CLC(씨엘씨)「ME(美)」



 5月29日、CLCの新曲“ME(美)”がリリースされた。タイトルは、〝私〟を意味する〝Me〟と〝美〟の発音が似ていることから、ダブルミーニング的につけられたそう。つまり、私は美しいということを少々回りくどく言っているのだ。もしかすると、アリアナ・グランデの七輪タトゥーなど、日本語が世界のポップ・カルチャーで注目されている流れを意識したのかもしれない。

 さっそく聴いてみると、イントロでレゲエ風のカッティング・ギターが聞こえてきた。しかし、すぐさまヘヴィーなキックが響きわたり、レゲエの風は止んでしまう。
 驚かされたのはサビだ。蹂躙的なウォブリー・ベースとクラップ音が印象的なそれは、スクリレックスとリック・ロスが組んだ“Purple Lamborghini”を彷彿させる。
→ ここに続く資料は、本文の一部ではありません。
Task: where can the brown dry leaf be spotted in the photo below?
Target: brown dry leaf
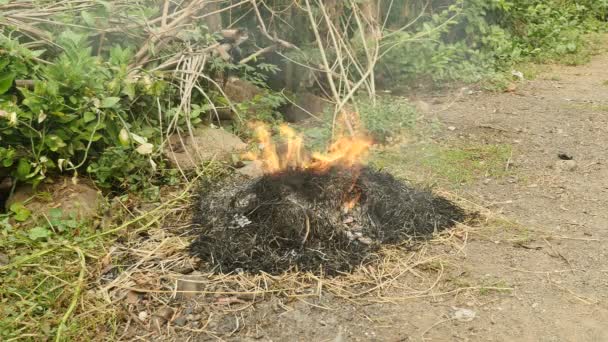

今回作曲を手がけたモスピックは、音楽オタクなら特定の曲を容易に連想できるトラックが多い。とはいえ、ここまで露骨にやることはなかった。それをまんまヒップホップではなく、ポップ・ソングの譜割りでも機能する音の配置に変えているのは、さすがモスピックといったところか。

 歌詞はそのモスピックに助力を得て、イェウンが書いている。イェウンといえば、(G)I-DLEのソヨンと共に手がけた“No”の歌詞がおもしろかった。韓国の世情を意識したような言葉に、女性の連帯を促す想いも込めていたからだ。
 その想いは“ME(美)”にも受け継がれている。強力な自己肯定で満ちあふれ、自らの美しさをこれでもかと誇示する。興味深いのは、外面的要素に触れる言葉がないことだ。〈華やかさの中にある清純さが(화려함에 담긴 청순함이)〉〈凛々しさの中にある純粋さ(도도함에 담긴 순수함이)〉などのフレーズからもわかるように、“ME(美)”は内面に依拠した美しさを寿いている。
 そこには、“No”との連続性も見いだせる。化粧やハンドバッグといった、外面的要素に囚われることを拒絶したのが“No”という曲だからだ。しかも、その姿勢は共作パートナーが変わっても保たれている。だからこそ筆者は、イェウンの想いは切実で、非常に強いものだと確信できるのだ。